HPI Discussion: configuring modules

Discussion: configuring modules

Open karlicoss opened this issue 4 years ago • 9 comments

Discussion around the design decisions here

May 10 '20 08:05 karlicoss

Just some thoughts on configuring/modifying this.

This is heavily biased as someone who is familiar with python, and I expected that I'd have to fork/modify HPI to fit my needs.

Edit: Though, not sure if forking/modifying is the common case, so take this with a grain of salt. Is just my though process on using this so far.

In general, I'm happy with configuration/tooling that this has provided around a layer to load data. Splitting up the configuration into ~/.config/my and using dataclasses to validate attributes makes sense once I've seen it a few times.

Though, when configuration is programmatic (python), and theres a lack of documentation/dataclass (e.g. my.coding.commits), its unclear what exactly to do. I was able to figure out what fields were necessary by inference, but in a larger namespace/module that might not be obvious.

(sidenote; I believe its this, feel free to correct me if I'm wrong)

class commits:
    names: List[str] = ["Sean Breckenridge"]
    emails: List[str] = ["[email protected]", "email two...."]
    roots: Paths = [Path(environ["REPOS"])];

I'd think that everyone has different modules/needs. Not everyone is going to use the same hardware, social media, or systems for note taking, so if your objective is to have programmatic access to all of your data, I don't think pip install hpi would work in most cases. Either pip install -e . or with_my seem like fine solutions to someone who wants to heavily configure/modify this.

I feel like using HPI is closer to the process of curating a vim/emacs/dotfiles configuration. This provides a useful starting point/core for handling data, and the exporters (rexport/ghexport) can be plugged in for commonly used services. Then (optionally), you write your own custom modules for your own data sources. Its slightly more annoying in this case, because of all the parsing/normalization required for ever-changing APIs/Data-Sources, but when/if exporters/DALs are somewhat standardized/pushed to pypi, I think a configuration file/object in ~/.config/my that specifies which modules are active/inactive - I'm a fan of how doom emacs does this - could be useful. Similar to doom/spacemacs, each module/namespace package could (optionally) have a doctor.py which would do checks (run tests or check if packages (like cachew/gitpython/pytz) are installed), model.py for the NamedTuple representation, and/or __init__.py/<modulename>.py, which would be the python module one would import from the REPL to get access to the data.

I'm not saying this should be extended to the extent that spacemacs has been, just that splitting it into namespace packages with an option to enable/disable 'modules' with common files makes it easier for someone to understand/edit, and it provides more structure than the current solution (I'd prefer to not mess with core on my fork whenever possible).

Commenting on the other thread, I'm sort of weary of the idea that users who are less familiar with python could place custom python files as modules in ~/.config/my/plugins.
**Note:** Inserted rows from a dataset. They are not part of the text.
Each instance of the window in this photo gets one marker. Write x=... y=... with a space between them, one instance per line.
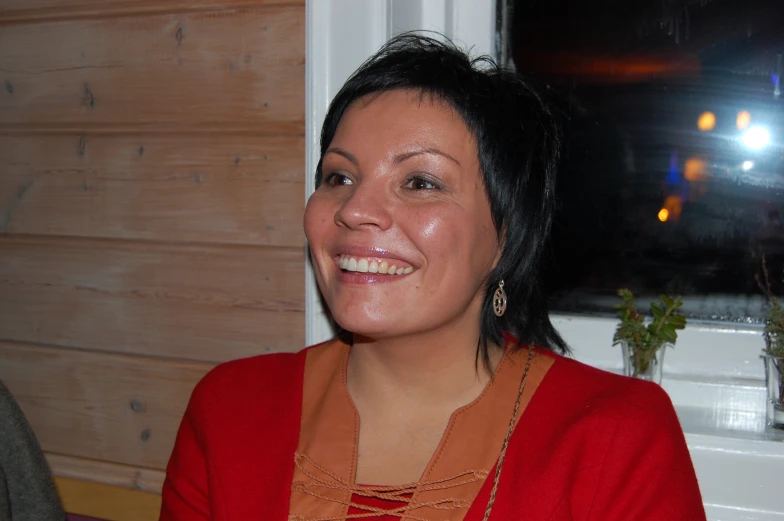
x=673 y=173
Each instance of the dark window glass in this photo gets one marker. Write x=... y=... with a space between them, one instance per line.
x=673 y=174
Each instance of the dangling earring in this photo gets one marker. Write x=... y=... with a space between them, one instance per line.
x=499 y=300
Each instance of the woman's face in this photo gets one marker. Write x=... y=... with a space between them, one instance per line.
x=401 y=190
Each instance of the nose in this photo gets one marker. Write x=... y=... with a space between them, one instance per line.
x=366 y=206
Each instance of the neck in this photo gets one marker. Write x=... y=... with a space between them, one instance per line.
x=437 y=367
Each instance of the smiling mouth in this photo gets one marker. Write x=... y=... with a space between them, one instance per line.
x=369 y=265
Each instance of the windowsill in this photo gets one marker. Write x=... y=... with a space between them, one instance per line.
x=715 y=379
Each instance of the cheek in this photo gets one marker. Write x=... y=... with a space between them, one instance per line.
x=459 y=239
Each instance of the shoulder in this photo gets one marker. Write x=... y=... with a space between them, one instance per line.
x=252 y=382
x=596 y=386
x=600 y=403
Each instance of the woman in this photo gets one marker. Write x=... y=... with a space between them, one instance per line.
x=447 y=401
x=27 y=490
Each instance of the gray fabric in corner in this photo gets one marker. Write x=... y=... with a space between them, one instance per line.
x=27 y=491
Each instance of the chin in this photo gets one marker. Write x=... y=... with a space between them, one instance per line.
x=370 y=325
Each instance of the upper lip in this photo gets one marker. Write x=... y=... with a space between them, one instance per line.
x=355 y=250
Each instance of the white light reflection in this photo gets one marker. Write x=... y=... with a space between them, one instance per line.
x=756 y=138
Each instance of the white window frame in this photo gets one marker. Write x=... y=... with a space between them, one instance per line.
x=715 y=368
x=341 y=34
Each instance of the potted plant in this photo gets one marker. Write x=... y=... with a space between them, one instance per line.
x=643 y=345
x=773 y=353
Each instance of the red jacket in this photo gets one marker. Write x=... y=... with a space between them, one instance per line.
x=590 y=446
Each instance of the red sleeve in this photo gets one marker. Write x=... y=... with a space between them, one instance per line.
x=647 y=474
x=185 y=493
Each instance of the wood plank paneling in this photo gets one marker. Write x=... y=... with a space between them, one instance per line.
x=107 y=502
x=194 y=302
x=116 y=408
x=218 y=189
x=115 y=474
x=30 y=10
x=222 y=70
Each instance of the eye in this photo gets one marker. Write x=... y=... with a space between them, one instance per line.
x=421 y=183
x=338 y=179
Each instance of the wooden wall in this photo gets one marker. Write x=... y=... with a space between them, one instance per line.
x=151 y=198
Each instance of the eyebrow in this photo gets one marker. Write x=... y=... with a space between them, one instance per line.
x=398 y=158
x=408 y=155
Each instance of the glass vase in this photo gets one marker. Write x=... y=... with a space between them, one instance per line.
x=774 y=380
x=644 y=365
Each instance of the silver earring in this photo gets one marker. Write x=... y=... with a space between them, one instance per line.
x=499 y=300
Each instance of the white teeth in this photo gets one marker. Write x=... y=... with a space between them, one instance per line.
x=362 y=265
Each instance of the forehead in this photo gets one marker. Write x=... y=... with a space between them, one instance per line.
x=396 y=120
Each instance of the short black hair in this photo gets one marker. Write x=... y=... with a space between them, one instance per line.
x=519 y=143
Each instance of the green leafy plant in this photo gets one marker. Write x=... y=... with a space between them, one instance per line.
x=774 y=321
x=645 y=340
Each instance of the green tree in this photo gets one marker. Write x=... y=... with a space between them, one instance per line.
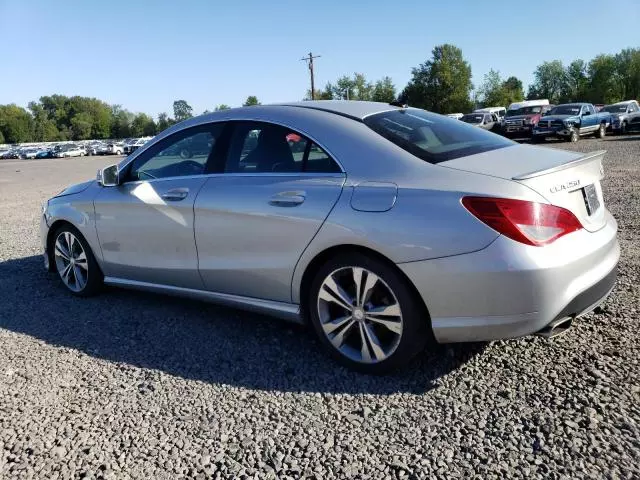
x=325 y=94
x=628 y=72
x=384 y=91
x=121 y=122
x=251 y=101
x=441 y=84
x=143 y=125
x=605 y=85
x=577 y=82
x=182 y=110
x=16 y=124
x=44 y=129
x=550 y=82
x=512 y=91
x=349 y=88
x=494 y=92
x=81 y=124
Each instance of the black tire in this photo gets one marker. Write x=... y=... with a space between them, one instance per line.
x=574 y=136
x=94 y=277
x=416 y=327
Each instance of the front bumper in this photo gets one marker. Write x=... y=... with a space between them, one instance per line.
x=549 y=133
x=509 y=289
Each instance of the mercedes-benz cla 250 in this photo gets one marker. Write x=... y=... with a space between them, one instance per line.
x=383 y=227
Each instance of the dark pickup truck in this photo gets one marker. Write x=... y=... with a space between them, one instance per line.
x=571 y=121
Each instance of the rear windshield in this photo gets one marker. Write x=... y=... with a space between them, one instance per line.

For a newer user, it would also make possible code reuse across namespaces more complicated. Personally, I prefer the idea of cloning/editing this, and then using with_my/pip install -e . to allow import my... in a REPL/python script, but its possible it could work either way.

As a side note, the random TODO and general thought-process comments have been helpful in modifying/creating modules of my own.

Aug 27 '20 06:08 seanbreckenridge

Hey, thanks for taking time into digging into the code, really appreciated!

Though, not sure if forking/modifying is the common case

It's hard to tell what's a common case, the whole thing is pretty experimental! Would be great to get the "APIs" right so they can suit everyone, but I always keep in mind that you can't really suit anyone, so forking and modifying is definitely one of the usecases I'd like to work for people!

I feel like using HPI is closer to the process of curating a vim/emacs/dotfiles configuration.

Yes!

Though, when configuration is programmatic (python), and theres a lack of documentation/dataclass (e.g. my.coding.commits), its unclear what exactly to do. I was able to figure out what fields were necessary by inference, but in a larger namespace/module that might not be obvious.

Yep, definitely agree! For an example that's hopefully a bit easier to follow and similar to what you suggest, check out Polar module, for example: https://github.com/karlicoss/HPI/blob/master/my/reading/polar.py#L24-L30 , and the corresponding bit of documentation, autoextracted from the code.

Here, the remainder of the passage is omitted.